Brustservice vs. klassische Schönheitsklinik: das Festpreis-Modell erklärt

Brustservice vs. klassische Schönheitsklinik: das Festpreis-Modell erklärt

Was ist Brustservice — und was ist es nicht?

Die klarste Antwort steht in der Selbstbeschreibung des Anbieters: Brustservice Deutschland ist laut eigener Angabe kein medizinisches Versorgungsunternehmen und stellt keine ärztlichen Leistungen bereit — vermittelt wird der Zugang zu zertifizierten Partnerkliniken; die Operationen finden in staatlich konzessionierten Privatkliniken in Deutschland statt. Das ist der Kern des Modells: ein spezialisierter Dienstleister organisiert Beratung, Terminierung und den Leistungsrahmen, die ärztliche Behandlung selbst erbringt die Partnerklinik.

Die klassische Schönheitsklinik funktioniert anders: Dort ist die Klinik oder Praxis selbst Behandler und direkter Vertragspartner — von der Beratung über die OP bis zur Nachsorge liegt alles in einem Haus, und die ärztlichen Leistungen werden nach der Gebührenordnung für Ärzte (GOÄ) abgerechnet. Beides sind etablierte Wege; sie unterscheiden sich in Konstruktion, Preismodell und dem, was Sie vorab wissen können.

Vermittlungsmodell mit Festpreis (Brustservice, laut Anbieter) vs.

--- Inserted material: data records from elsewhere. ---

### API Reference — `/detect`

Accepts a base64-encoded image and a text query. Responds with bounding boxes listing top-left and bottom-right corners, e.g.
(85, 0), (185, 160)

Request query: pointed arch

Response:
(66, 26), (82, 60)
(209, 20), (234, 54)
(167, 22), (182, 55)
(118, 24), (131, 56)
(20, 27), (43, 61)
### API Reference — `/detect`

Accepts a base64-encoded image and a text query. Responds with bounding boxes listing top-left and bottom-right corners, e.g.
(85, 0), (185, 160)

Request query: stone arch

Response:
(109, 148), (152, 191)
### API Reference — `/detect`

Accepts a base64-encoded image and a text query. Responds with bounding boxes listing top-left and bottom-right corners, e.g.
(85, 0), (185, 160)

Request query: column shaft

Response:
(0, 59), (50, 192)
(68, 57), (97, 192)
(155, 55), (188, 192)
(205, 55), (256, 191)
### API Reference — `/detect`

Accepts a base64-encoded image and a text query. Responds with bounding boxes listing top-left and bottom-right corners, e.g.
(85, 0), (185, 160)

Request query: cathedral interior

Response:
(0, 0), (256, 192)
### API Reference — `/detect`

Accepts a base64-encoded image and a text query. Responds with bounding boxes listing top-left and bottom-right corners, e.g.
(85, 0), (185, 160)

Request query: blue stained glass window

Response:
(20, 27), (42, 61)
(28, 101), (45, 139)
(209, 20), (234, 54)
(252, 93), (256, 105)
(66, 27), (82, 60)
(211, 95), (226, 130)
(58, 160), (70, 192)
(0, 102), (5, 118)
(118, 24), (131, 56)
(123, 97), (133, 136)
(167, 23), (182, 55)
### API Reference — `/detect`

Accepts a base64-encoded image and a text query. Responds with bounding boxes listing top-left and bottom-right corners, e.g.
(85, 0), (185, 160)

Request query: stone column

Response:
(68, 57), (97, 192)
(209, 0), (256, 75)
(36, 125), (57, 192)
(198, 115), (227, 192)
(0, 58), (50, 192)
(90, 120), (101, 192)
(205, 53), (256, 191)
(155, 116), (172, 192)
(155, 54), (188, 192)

Klassische Klinik / Praxis
Kriterium Vermittlungsmodell mit Festpreis (Brustservice, laut Anbieter) Klassische Klinik / Praxis
Wer behandelt? Zertifizierte Partnerklinik (staatlich konzessionierte Privatklinik); der Dienstleister erbringt keine ärztlichen Leistungen Die Klinik/Praxis selbst — Behandler und Vertragspartner in einem Haus
Preismodell Festpreis 2.999 € mit definierter Leistungsliste: Beratung, Markenimplantat (Mentor/Motiva), OP, Anästhesie/Narkose, Spezial-Kompressions-BH, Nachsorge Einzelabrechnung nach GOÄ (Gebührenrahmen je nach Leistungsart bis zum 3,5-Fachen, § 5 GOÄ); häufig Ab-Preise plus Einzelposten
Beratung 60 Minuten beim Facharzt, 35 €, bei OP-Buchung angerechnet Marktüblich 50 bis 80 €, oft verrechenbar (myBody)
Preis-Transparenz vorab Leistungsliste steht vor der Buchung fest Gesamtpreis entsteht im Kostenvoranschlag — Anspruch auf Kosteninformation in Textform (§ 630c BGB) gilt hier wie dort
Typische Stärke Planbarkeit: definierter Umfang und Preis vor der Entscheidung Direkter Vertrag mit dem Behandler; individuelle Kalkulation auch für komplexe oder kombinierte Eingriffe
Moderne, warme Praxisumgebung als Sinnbild für Klinikstandards bei einer Brustvergrößerung.
Zwei Modelle, ein Maßstab: Entscheidend ist, was schriftlich zugesagt und fachlich nachprüfbar ist.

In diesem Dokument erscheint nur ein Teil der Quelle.